A cerimônia foi emocionante. Passaram um DVD com a imagem de sua última aparição pública — num evento no Centro Cultural Banco do Brasil, enquanto Elga leu a sua biografia e alguns de seus poemas, um deles da época em que estudou em New Orleans, nos Estados Unidos.
Eu fui convidado para ler o me poema “Tributo a Kavafis”, do livro “Poesia Ilustrada”, que foi dedicado a ele. Um poema que revelava muito de sua natureza humana, de seu refinado senso estético, pelas perífrases dos versos do grande poeta greco-egípcio. A platéia ouviu num silêncio de pura emoção, captando e identificando o sentido das palavras. Algumas pessoas ficaram muito emocionadas, conforme a confissão da professora Hilda Lontra, que acompanhou Danilo nos últimos dias de seu doloroso calvário.

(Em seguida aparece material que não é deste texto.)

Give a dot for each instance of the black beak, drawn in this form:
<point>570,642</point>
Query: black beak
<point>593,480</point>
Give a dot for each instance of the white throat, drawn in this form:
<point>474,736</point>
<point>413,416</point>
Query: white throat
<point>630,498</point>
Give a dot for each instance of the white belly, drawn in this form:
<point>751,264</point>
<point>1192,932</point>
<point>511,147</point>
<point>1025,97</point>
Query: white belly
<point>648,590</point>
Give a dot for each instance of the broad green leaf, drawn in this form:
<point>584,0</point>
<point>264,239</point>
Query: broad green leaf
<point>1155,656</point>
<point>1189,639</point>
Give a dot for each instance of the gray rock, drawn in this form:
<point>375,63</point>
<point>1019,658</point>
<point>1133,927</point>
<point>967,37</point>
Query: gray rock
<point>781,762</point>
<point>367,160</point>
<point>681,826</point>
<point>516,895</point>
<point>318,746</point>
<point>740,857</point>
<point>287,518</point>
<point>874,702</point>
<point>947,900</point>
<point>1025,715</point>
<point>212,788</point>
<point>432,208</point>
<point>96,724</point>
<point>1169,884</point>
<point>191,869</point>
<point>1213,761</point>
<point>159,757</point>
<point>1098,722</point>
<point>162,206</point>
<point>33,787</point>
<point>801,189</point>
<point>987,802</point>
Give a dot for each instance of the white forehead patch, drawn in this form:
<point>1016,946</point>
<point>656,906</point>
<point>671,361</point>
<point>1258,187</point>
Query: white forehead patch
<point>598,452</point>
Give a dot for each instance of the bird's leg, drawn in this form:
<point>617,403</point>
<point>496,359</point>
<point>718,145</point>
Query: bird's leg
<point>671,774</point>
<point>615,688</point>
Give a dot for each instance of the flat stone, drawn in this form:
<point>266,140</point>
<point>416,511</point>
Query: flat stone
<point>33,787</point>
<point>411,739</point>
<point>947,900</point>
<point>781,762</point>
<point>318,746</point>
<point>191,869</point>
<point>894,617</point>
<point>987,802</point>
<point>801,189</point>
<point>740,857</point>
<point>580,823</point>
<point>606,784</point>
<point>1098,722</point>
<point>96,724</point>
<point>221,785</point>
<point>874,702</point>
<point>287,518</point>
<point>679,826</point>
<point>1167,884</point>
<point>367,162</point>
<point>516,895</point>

Eu saí muito triste da cerimônia e fui dormir cedo, ensimesmado.
Mesmo sem ter sido um amigo íntimo de Danilo ele gostava de mim, admirava e respeitava sua capacidade intelectual e seu talento dramático. Uma perda irreparável. Perdi uma pessoa tão sensível de minhas poucas relações mais próximas. E vai ser muito difícil encontrar outro ator com tanta sensibilidade e disciplina.